Под этот марш военного оркестра Абрамишин шёл к большому дому, где на первом этаже расположился Институт красоты, шёл на встречу с Молибогой. Не забыть по имени-отчеству! там-там! тарата-там-там-та́м! Анатолий Евгеньевич! тра́м-там-тарата-там-там-та́м! непременно! да-дьЯра-та́м-там! да-дьЯра-та́м-там! погоны бы ещё! фуражку! орден! совсем бы другое дело! да-дья́ра-там-там-та́м!

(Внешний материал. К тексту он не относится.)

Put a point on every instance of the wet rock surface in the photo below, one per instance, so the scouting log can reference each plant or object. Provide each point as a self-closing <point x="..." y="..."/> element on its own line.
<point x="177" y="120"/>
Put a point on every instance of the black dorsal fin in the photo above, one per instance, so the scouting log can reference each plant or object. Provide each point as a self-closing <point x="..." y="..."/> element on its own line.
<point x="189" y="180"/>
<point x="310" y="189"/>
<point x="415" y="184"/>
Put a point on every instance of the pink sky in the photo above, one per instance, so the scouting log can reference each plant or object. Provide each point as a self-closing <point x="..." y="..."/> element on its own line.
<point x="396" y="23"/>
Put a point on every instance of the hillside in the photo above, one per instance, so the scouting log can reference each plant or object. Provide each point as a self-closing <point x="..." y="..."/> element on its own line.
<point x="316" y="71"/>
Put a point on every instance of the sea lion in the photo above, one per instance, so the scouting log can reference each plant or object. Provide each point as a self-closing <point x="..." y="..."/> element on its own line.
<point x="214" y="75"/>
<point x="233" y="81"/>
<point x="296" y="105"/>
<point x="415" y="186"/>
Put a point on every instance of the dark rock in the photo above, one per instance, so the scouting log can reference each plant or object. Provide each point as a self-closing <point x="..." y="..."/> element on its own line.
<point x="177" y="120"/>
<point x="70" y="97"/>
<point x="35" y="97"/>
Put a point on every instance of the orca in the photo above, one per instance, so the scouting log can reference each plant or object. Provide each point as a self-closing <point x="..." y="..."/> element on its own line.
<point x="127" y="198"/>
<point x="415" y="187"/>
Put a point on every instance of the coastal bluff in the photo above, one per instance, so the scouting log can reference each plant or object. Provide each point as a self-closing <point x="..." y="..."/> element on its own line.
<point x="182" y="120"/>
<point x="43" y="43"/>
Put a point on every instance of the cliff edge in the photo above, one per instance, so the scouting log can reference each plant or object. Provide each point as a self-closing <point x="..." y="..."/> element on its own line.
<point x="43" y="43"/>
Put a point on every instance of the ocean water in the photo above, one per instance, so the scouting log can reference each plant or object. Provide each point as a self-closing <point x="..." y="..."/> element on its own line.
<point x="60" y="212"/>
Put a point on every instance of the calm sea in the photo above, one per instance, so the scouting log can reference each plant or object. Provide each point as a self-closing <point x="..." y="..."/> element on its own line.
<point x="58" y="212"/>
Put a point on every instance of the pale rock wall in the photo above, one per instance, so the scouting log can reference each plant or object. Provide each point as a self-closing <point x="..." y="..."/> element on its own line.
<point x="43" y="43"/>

…По вечерам двухэтажный дом на окраине городка торчал в опалённом зёве заката одиноко, приготовленно – словно последний зуб пенсионера. Издалека, неотвратимо, не в силах бороться с собой, к нему прокрадывались Роберт и его невеста. Словно убийцы на место преступления. Убедившись, что весь дом спит (только на втором этаже приглушённо стрекочет швейная машинка за накалённой шторой), сразу же принимались целоваться. Не снимая очков. Очки стукались. Так, наверное, стукались бы слепые черепашки. Панцирями. Делая передышку, замирали. Щека к щеке. С теми же очками. Теперь уже как с перецеплявшимися телегами. Отстранялись, наконец, друг от дружки. Похудевшие их лица пылали. Изнурённо смотрели вверх, в высокую ночь, где в текучих облачках упирался и упирался упрямый парус луны… Снова целовались. Молча, без единого слова, изнуряя себя… Мойшик, чтобы хорошенько всё разглядеть, вытягивался из раскрытого окна второго этажа. Однажды нечаянно столкнул вниз двухлитровую банку, полную воды. Банка полетела и жахнулась о камень… Жених и Невеста, точно гигантские две птицы, неуклюже сорвались и побежали. И вспорхнули с земли где-то уже в темноте… Мойшик отпрянул от подоконника. Под раскатистым храпом Янкеля пополз к своей кровати. И в чёрной ночи осталось висеть одно только неспящее окно в доме – гибрид колеса от телеги и гроба, за которым Фрида строчила и строчила на машинке…
9
Деликатно, чуть не на цыпочках, Абрамишин продвигался длинным коридором. От духоты двери косметических кабинетов были открыты. В комнатах лежали женские лица. Как сакраментальный рукотворный пластилин. Ядовито-зелёный, бурый, чёрный, белый. Окружённый трельяжными зеркалами, как на подносах перед ними – точно сплошной Ленин в крохотных мавзолейчиках! Мороз, знаете ли, по коже. Зато короткие хитоны на косметологах были вольными: в боковом разрезе можно увидеть или убойное бедро, высоко и туго закольцованное кружевом трусиков, или забуйствовавшую вдруг, как в садке (косметичка принималась активными шлепками оживлять Пластилин), белорыбицу-грудь.